Burrowing Owls, that’s who. Burrowing owls are small (9 inch tall), day-active birds that live in the abandoned burrows of ground squirrels and other mammals. They are highly social and eat primarily insects and mice. Once common in the Phoenix valley, these birds are disappearing rapidly due to development. Oftentimes, developers are not even aware that there are burrows and they excavate over them. Fortunately, the birds can be trapped and successfully relocated to safe sites; however, these sites are becoming increasingly rare (Downtown Owls).
The City of Phoenix, along with Wild at Heart and Audubon Arizona (funded by Toyota TogetherGreen) have been relocating these displaced owls for the last couple of years in the Rio Salado Restoration Habitat Area. Volunteers build burrows out of PVC pipes and 5 gallon buckets for them, and they are gradually re-introduced into their new burrows.
We went to see the owls this weekend with our friend, Lawrence Polk, Parks Special Operations Supervisor, for the City of Phoenix, and we got a guided tour of the burrows, which are on a bluff overlooking the Salt River. Each burrow is covered over with rocks to protect it and has a perching post outside.
The birds are not very shy but you are not supposed to get within 15 feet of them. The burrowing owl is federally protected by the Migratory Bird Treaty Act in the United States, Canada and Mexico. Burrowing Owls are listed as Endangered in Canada and Threatened in Mexico. In Arizona, they are considered a Species of Concern.
They are always on the lookout for any possible danger. I thought maybe the hawk, above, was scoping out the owls but, later, when I looked at my photos, I realized it was a Turkey Vulture, looking for carrion, so the owls weren’t in danger from him.
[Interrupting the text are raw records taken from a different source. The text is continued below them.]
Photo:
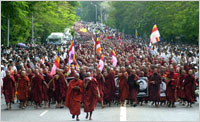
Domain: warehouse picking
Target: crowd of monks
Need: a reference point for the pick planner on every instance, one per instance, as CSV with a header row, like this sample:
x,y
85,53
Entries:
x,y
28,79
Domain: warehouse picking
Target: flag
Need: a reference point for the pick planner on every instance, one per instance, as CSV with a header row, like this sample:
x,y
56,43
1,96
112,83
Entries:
x,y
114,58
98,46
55,65
101,63
155,35
71,51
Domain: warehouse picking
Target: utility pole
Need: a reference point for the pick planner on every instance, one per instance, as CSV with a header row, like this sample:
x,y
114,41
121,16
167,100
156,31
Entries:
x,y
8,32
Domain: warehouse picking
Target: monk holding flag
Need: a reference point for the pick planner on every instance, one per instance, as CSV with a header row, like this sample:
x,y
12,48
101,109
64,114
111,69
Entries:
x,y
74,96
123,85
91,94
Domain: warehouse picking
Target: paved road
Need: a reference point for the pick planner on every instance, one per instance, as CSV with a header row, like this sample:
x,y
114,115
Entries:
x,y
114,113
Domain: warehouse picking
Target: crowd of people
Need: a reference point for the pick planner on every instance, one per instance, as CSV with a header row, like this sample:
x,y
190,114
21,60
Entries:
x,y
25,74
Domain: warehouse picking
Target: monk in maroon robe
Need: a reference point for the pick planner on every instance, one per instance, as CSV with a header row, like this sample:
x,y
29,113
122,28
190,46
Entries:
x,y
22,89
133,88
189,88
155,81
180,92
48,91
90,95
9,89
36,88
172,79
60,88
109,90
101,81
123,86
30,76
74,96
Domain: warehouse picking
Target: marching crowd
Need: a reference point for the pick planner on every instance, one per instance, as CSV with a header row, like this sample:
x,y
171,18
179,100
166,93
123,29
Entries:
x,y
25,74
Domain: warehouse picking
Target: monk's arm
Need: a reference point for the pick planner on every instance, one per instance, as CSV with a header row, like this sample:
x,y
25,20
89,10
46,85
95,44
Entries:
x,y
45,83
85,84
103,78
51,80
98,91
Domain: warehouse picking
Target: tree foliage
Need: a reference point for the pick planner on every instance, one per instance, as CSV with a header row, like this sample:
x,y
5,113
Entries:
x,y
172,18
48,16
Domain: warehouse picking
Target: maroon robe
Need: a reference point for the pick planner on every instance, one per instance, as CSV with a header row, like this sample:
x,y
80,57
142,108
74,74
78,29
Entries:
x,y
133,87
189,88
29,92
9,88
180,90
109,87
36,88
171,87
90,96
48,92
23,88
99,79
123,87
60,88
74,96
154,94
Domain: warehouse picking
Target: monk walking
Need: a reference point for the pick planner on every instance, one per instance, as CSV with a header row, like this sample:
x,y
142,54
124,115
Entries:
x,y
74,96
101,81
91,94
172,79
109,89
133,88
155,81
9,89
48,91
36,88
181,93
123,86
22,89
60,88
189,88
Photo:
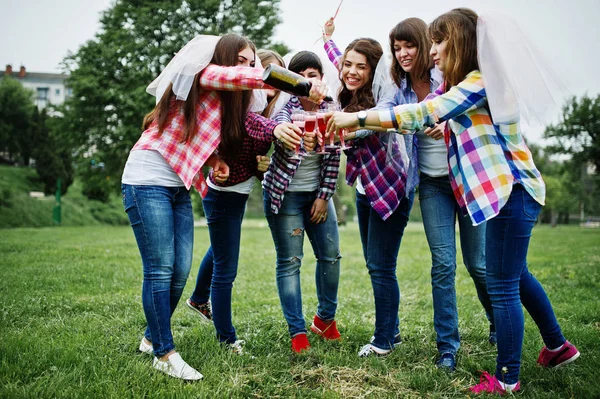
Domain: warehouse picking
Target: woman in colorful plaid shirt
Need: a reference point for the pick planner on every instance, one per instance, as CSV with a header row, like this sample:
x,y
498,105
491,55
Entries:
x,y
494,179
297,199
182,134
414,73
384,197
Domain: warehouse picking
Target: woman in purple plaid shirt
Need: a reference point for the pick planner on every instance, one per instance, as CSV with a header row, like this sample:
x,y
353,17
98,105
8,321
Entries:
x,y
492,173
383,200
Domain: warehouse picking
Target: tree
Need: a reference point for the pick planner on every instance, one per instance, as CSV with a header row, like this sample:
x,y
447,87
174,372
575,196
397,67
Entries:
x,y
52,159
15,117
578,133
109,74
578,136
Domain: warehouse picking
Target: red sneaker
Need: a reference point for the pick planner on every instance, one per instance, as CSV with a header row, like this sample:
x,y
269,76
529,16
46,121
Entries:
x,y
326,329
490,384
300,343
564,355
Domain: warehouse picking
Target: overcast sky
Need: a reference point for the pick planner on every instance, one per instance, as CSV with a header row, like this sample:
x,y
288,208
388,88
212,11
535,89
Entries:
x,y
39,33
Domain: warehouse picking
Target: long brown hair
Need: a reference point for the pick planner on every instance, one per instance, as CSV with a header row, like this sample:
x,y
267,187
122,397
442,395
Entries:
x,y
163,112
361,98
270,57
234,104
412,30
460,30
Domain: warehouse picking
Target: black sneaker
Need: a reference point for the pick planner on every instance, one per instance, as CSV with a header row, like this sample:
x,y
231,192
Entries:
x,y
446,362
202,309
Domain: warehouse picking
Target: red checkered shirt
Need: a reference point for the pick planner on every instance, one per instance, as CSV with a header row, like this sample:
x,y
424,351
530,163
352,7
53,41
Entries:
x,y
187,159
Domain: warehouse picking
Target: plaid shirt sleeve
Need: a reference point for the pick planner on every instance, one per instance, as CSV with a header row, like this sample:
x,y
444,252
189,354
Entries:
x,y
260,128
333,53
215,77
285,114
460,99
329,173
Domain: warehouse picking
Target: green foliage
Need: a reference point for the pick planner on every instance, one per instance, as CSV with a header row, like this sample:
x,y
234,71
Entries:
x,y
578,133
96,181
109,74
53,161
78,290
15,117
18,209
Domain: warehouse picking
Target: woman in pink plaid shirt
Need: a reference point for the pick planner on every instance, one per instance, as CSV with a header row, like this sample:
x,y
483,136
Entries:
x,y
493,177
207,78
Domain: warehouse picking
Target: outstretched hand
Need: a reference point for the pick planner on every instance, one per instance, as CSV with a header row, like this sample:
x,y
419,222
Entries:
x,y
328,29
436,132
263,162
288,134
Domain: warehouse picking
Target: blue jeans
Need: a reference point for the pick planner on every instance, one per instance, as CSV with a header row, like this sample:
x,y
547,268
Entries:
x,y
288,228
440,212
511,285
163,224
381,243
224,213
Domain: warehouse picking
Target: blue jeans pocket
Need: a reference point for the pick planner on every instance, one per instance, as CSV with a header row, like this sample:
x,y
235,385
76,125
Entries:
x,y
531,208
209,202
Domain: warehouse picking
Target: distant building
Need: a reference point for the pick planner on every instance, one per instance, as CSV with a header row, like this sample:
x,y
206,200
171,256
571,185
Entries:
x,y
49,88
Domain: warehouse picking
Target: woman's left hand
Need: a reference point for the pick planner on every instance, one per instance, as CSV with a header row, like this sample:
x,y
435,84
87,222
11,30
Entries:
x,y
288,134
263,163
318,212
310,141
436,132
341,120
220,171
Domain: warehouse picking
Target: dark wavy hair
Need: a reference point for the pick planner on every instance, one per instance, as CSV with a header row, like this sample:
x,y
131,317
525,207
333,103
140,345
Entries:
x,y
270,57
412,30
459,28
352,101
234,104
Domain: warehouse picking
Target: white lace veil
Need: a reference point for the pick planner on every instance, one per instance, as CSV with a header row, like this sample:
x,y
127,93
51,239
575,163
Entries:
x,y
259,101
384,92
519,83
180,71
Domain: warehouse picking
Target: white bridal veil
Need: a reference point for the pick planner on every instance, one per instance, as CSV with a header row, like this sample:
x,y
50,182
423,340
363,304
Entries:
x,y
520,84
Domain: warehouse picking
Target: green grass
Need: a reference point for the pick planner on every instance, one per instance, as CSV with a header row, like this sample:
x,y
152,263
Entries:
x,y
17,209
71,320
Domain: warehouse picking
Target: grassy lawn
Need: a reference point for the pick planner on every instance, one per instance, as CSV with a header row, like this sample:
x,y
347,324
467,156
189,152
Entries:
x,y
71,320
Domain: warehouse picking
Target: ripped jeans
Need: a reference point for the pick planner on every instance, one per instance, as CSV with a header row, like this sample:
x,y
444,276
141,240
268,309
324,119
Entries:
x,y
288,228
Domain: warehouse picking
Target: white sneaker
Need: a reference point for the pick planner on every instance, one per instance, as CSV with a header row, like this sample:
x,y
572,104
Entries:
x,y
397,340
176,367
145,348
370,350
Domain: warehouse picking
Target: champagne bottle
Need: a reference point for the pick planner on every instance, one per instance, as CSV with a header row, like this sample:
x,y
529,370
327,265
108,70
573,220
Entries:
x,y
288,81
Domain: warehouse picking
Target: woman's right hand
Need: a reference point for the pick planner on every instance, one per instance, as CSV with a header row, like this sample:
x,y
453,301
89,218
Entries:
x,y
328,29
288,134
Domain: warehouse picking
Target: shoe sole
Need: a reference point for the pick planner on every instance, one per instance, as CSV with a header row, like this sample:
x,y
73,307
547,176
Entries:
x,y
320,333
199,313
569,360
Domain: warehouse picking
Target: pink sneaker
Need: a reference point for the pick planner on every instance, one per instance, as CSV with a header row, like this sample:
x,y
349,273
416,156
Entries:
x,y
564,355
490,384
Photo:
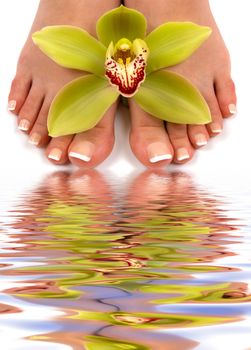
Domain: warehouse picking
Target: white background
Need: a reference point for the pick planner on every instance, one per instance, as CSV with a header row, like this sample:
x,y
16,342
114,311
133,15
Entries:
x,y
228,153
223,165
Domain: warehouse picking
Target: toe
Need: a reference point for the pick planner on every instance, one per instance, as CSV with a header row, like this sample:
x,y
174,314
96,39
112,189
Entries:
x,y
226,95
39,132
198,135
148,138
183,150
215,127
30,109
57,150
19,91
90,148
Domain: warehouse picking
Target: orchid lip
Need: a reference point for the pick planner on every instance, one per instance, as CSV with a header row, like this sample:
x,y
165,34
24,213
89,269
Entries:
x,y
125,65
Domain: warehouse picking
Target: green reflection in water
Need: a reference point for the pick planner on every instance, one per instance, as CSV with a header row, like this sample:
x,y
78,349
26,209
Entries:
x,y
97,342
145,247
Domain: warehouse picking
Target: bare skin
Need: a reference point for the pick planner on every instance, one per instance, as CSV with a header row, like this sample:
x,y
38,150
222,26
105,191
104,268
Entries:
x,y
38,80
208,69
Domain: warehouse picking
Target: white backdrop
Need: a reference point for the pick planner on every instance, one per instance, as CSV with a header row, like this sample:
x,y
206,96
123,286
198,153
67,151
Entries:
x,y
229,152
We saw several of the owls and I took about 150 photos but they all kind of look about the same, I noticed, so I won’t show you all of them.
There are a few other locations in the area where new habitats for the owls are being built, including Zanjero Park in Gilbert.
10 thoughts on “Who?”
I remember seeing them long ago. It makes me feel good to know that they are getting some help and protection!
Great post, I’m glad to hear about the program to relocate and protect the burrowing owls. They look so adorable in your pictures!
Oh what a fabulous expedition! And what wonderful photos.
It is a new beautiful series – Around the world, there must be backup plans for nature and bein on birds included !! beautiful portraits
I’m glad these owls are being relocated and given a chance to survive. They are cute little birds and you got your prime shots of them. The visit must have been very interesting.
I invite you to see new photos on my blog.
Have a nice weekend.
how wonderful that they’re doing this and that the owls take to those pvc pipes so well.